At the typical for-profit company, philanthropy is a side benefit of creating value for shareholders while serving customers.
But at Alpharetta-based Better World Books, the missions of giving back and making money are intertwined.
The privately-held eight-year-old company describes itself as a for-profit social enterprise, and executives like to talk as much about the contributions the firm makes to literary initiatives around the world as they do about earnings.
Lately, there have been plenty of both. Revenues for the fiscal year ended June 30 hit $55 million, up from $20 million in 2008, and the company has turned a profit the last two years, executives said.
Better World also announced recently that it topped $10 million raised for literacy worldwide, including $5.5 million for 80 literacy and education non-profits and $4.5 million for libraries nationwide.
The money comes from online sales of used books collected at college campus book drives, from libraries and from thrift stores. Executives say Better World gives about 7 percent of its net revenue to its literacy partners.
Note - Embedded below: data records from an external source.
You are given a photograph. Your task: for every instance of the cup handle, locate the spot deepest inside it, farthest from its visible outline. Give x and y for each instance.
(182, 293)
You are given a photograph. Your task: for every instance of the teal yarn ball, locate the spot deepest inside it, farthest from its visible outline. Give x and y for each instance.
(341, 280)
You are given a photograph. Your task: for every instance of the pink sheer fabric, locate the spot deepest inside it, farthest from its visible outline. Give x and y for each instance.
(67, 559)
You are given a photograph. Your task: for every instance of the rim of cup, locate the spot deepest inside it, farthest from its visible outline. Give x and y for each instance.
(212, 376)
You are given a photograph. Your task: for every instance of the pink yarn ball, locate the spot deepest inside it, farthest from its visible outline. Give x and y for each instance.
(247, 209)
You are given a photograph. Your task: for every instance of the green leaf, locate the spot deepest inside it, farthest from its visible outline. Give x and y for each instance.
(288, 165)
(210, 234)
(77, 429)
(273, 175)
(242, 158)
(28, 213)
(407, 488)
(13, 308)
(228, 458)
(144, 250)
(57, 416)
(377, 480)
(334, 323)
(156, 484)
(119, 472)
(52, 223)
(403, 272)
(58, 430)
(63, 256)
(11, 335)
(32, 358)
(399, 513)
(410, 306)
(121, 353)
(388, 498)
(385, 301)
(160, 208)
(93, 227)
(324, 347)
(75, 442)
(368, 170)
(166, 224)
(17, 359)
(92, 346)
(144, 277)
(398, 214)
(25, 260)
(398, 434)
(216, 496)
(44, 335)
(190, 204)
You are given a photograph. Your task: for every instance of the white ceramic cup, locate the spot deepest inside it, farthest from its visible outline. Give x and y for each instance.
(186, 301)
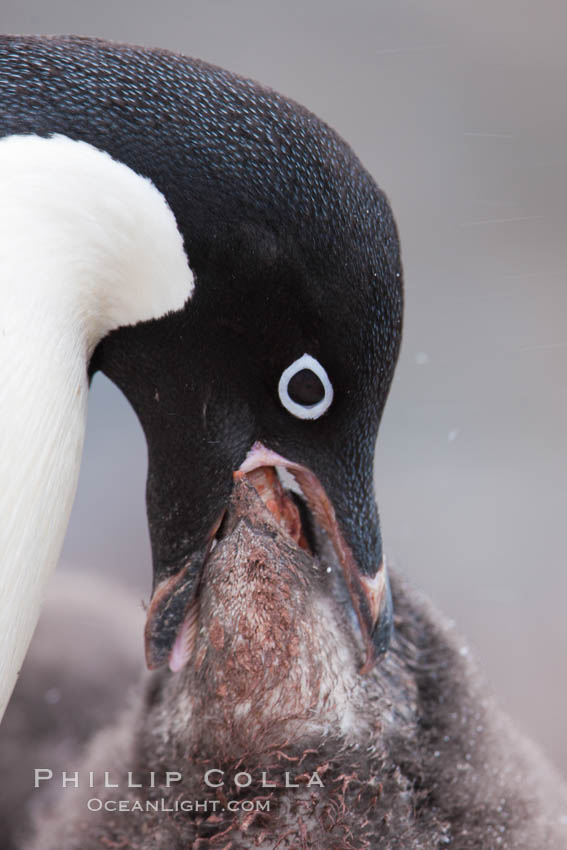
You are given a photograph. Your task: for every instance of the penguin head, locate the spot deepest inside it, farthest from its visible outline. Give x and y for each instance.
(282, 357)
(284, 354)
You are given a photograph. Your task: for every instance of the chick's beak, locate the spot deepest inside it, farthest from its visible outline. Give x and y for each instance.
(368, 585)
(170, 614)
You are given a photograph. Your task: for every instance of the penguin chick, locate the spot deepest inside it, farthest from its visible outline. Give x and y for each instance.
(272, 730)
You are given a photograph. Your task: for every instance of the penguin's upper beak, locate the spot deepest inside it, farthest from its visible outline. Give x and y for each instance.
(170, 615)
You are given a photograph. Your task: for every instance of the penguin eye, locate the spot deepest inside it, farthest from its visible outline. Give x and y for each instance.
(305, 389)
In addition, it has donated 5 million books that couldn't be sold to non-profits such as Feed the Children and Books for Africa. The rest are recycled.
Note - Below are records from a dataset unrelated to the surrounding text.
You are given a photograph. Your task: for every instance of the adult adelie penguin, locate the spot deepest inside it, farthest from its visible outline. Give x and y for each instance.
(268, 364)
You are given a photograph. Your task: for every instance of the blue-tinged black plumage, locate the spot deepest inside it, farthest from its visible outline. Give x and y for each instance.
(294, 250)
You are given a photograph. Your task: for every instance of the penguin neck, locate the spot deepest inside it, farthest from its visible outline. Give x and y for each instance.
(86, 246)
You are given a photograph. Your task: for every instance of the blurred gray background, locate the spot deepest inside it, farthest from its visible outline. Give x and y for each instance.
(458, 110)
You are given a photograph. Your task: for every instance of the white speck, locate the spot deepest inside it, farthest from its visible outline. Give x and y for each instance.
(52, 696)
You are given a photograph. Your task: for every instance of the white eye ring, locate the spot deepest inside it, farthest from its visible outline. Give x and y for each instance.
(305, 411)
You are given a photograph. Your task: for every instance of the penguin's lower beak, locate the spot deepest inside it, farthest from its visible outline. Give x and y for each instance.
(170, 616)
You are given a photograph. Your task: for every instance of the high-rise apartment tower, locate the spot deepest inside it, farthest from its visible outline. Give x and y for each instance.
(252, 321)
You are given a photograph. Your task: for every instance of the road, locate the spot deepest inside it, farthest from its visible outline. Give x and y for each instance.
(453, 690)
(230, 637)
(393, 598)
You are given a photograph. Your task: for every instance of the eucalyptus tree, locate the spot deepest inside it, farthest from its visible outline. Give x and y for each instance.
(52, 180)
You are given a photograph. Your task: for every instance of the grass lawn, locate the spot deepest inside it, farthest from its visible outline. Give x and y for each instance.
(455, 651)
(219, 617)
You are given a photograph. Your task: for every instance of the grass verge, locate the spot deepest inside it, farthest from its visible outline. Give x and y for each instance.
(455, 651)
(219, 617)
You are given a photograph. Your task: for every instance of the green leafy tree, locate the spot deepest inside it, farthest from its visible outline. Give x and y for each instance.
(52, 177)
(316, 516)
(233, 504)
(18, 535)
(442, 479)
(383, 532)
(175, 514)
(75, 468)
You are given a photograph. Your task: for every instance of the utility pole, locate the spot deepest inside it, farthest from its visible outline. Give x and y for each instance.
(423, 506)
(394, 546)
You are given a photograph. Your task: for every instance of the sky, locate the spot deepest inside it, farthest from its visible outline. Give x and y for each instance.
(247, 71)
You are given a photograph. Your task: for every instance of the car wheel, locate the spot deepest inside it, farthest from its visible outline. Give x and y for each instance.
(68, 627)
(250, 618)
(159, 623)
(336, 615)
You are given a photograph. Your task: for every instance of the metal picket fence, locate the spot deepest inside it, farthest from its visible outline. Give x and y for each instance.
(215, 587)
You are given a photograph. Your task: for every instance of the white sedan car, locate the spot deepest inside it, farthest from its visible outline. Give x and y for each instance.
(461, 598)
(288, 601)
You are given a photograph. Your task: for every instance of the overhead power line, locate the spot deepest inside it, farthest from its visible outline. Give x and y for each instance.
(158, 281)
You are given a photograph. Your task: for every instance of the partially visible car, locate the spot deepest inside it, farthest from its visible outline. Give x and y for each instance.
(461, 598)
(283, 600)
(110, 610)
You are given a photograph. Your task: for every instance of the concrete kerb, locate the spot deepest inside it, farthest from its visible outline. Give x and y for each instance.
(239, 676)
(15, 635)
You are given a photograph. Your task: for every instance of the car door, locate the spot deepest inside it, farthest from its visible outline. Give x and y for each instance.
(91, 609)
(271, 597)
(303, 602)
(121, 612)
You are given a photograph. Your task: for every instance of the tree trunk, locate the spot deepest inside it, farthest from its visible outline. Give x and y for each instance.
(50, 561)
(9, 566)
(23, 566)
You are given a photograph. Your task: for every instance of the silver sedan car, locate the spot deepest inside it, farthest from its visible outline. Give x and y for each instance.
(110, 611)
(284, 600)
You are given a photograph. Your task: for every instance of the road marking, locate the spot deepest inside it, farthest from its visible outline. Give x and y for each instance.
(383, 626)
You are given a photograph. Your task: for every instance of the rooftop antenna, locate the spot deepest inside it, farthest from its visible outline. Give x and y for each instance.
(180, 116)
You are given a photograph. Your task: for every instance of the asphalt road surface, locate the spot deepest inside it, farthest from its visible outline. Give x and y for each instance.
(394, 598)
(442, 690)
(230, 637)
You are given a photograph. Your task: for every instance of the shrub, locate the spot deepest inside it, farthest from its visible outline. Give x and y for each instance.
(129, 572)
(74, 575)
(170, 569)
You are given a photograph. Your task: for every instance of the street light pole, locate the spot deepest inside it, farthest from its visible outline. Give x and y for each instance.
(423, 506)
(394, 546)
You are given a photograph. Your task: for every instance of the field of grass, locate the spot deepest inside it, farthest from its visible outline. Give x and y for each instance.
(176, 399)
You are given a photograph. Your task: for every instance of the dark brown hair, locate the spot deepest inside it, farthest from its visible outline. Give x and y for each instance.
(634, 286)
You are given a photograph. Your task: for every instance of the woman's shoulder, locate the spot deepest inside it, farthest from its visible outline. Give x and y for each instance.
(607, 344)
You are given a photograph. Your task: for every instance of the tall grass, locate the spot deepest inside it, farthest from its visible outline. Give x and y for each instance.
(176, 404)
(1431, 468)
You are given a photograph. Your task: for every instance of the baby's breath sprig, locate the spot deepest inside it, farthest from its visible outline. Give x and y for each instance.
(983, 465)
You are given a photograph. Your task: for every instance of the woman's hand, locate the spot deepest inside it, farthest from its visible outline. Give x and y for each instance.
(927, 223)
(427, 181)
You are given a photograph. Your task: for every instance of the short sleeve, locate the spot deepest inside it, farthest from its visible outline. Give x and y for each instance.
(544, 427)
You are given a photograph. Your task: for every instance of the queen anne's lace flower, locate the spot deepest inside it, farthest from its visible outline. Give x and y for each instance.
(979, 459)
New chief executive Andrew Perlmutter calls the company's business model, "using capitalism as the tool to do all this good. The more successful we are as a business," he adds, "the more good we can do."
Perlmutter's job now is to grow a business that was founded by a group of Notre Dame graduates as part of a school business competition.
The founders, two of whom are still with the company, recognized the value of used textbooks in the resale market. They also saw a social and environmental benefit to the business: they could use some of the revenue to help promote literacy while also keeping millions of books from the scrap heap.
Although the company was started in Indiana, its headquarters was moved to metro Atlanta where David Murphy, the company's first CEO, lives.
The advancement of the Internet and the launch of BetterWorldBooks.com have boosted brand recognition and sales.
Over time, the company has added staff (it now employs 400, including 45 in Alpharetta), increased its warehouse capacity (it has a 250,000 square foot building in Indiana), and expanded its ways of selling and acquiring books. It now takes donated books at drop boxes as well as from its traditional sources.
Vice president of marketing John Ujda calls Better World "a pretty sophisticated logistics and analytics company."
It has to be. Better World expects to take in 35 million books of all kinds this year, and estimates it will sell about 30 percent of them. It offers about 8 million titles online and also sells through Amazon and other third-party sites.
Pat Plonski, executive director of Books for Africa in St. Paul, Minn., said his organization has received $2.3 million from Better World since 2003, in addition to 1.5 million books which have been shipped to 24 countries.
"They're a for-profit entity," Plonski said, "but they're operating in a philanthropic manner. "
Better World is registered as a B corporation, a new and still not widely used designation for a business that has its service mission spelled out in its articles of incorporation.
B Lab, a non-profit organization that certifies that B companies are operating according to the classification's standards, said Better World is one of the most active businesses of its type.
New CEO Perlmutter, a veteran entrepreneur and corporate executive vows to scale the business.
"We have a model that works extremely well," he said. "We have to leverage it so we can do more and more good."